Part of him whispered that she was still alive. That he would know it deep in his soul if she had di— if she was no longer here.
But he knew that that was the voice of denial talking. He wasn’t a shifter. They didn’t have a mate bond, where he would be able to sense if she was okay. It was just a beautiful delusion that his mind was conjuring up in order to protect him from the most likely outcome. Which was –
“Poppy,” he gasped, as he heaved away the last of the snow, leaving her uncovered.
She was still lying flat where she had been making snow angels, her beret covering her face. Tentatively he reached out to lift it off – and almost recoiled at how pale she was, how blue her lips. How perfectly, perfectly still.
Indecision washed over him, before the same detached fog from earlier fell over his senses and instinct took over.
Scooping her up, he carried her away from the avalanche zone, bringing her to a flatter, safer area and laying her on the ground.
He sank to his knees and pulled off his jacket, wrapping it around her before cradling her in his arms and holding on tight. Her forehead against his cheek was so, so cold, and the panic that had been bubbling away inside of him now threatened to erupt.
“Poppy, please wake up,” he begged. He would have given anything – anything – for her to move even just the tiniest bit. A flutter of eyelashes, a twitch of the mouth. But she was completely still.
Pressing his cold fingers against her throat, he felt for a pulse, the seconds ticking by in agony.
But then – there.
He waited, not sure that he trusted himself not to have hallucinated it.

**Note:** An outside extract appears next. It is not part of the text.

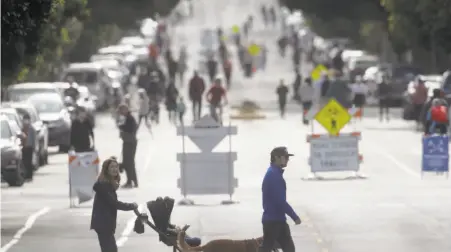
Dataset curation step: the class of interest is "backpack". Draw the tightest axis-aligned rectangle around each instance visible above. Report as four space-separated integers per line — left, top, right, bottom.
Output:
431 105 448 123
321 80 330 97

But then there was another beat – weak, but definitely a pulse.
Max could have cried with relief, but he knew that there was still so far to go before Poppy was safe.
“I’m going to get you out of here,” he said. “Just hang on.”
He fumbled with his phone, struggling to unlock it with his numb fingers. Now that the initial surge of adrenaline was wearing off, it was getting harder and harder to do what he needed to do. But he had to keep going. There was no other choice.
The symbol on the phone indicating the signal strength flickered ominously, wavering back and forth on the border of half a bar and zero… before crashing out entirely.
“Shit!” Max yelled, resisting the urge to hurl the phone into a snow bank.
This cannot be happening.
He staggered to his feet, Poppy a cold weight in his arms.
“Help!” he shouted as loudly as he could. “Can anyone hear me? I need an ambulance!”
The words were as futile as any of the others he had called out, and so he stumbled his way through the deep snow back toward the path, prepared to run faster than he had ever run in his life.
He hadn’t made it more than three steps, however, before a distant sound had him stopping in his tracks, straining his ears.
Is it real? I can’t afford to waste time waiting around to find out.
But then, there it was again: the sound of flapping wings. Enormous flapping wings.
Am I going to have to deal with some sort of gigantic territorial bird?! Max thought in dismay. This was literally a life-or-death situation – he did not have time for giant birds.
He looked into the distance, and saw the source of the flapping noise… and terror washed over him.
This was worse than a territorial bird. Far, far worse.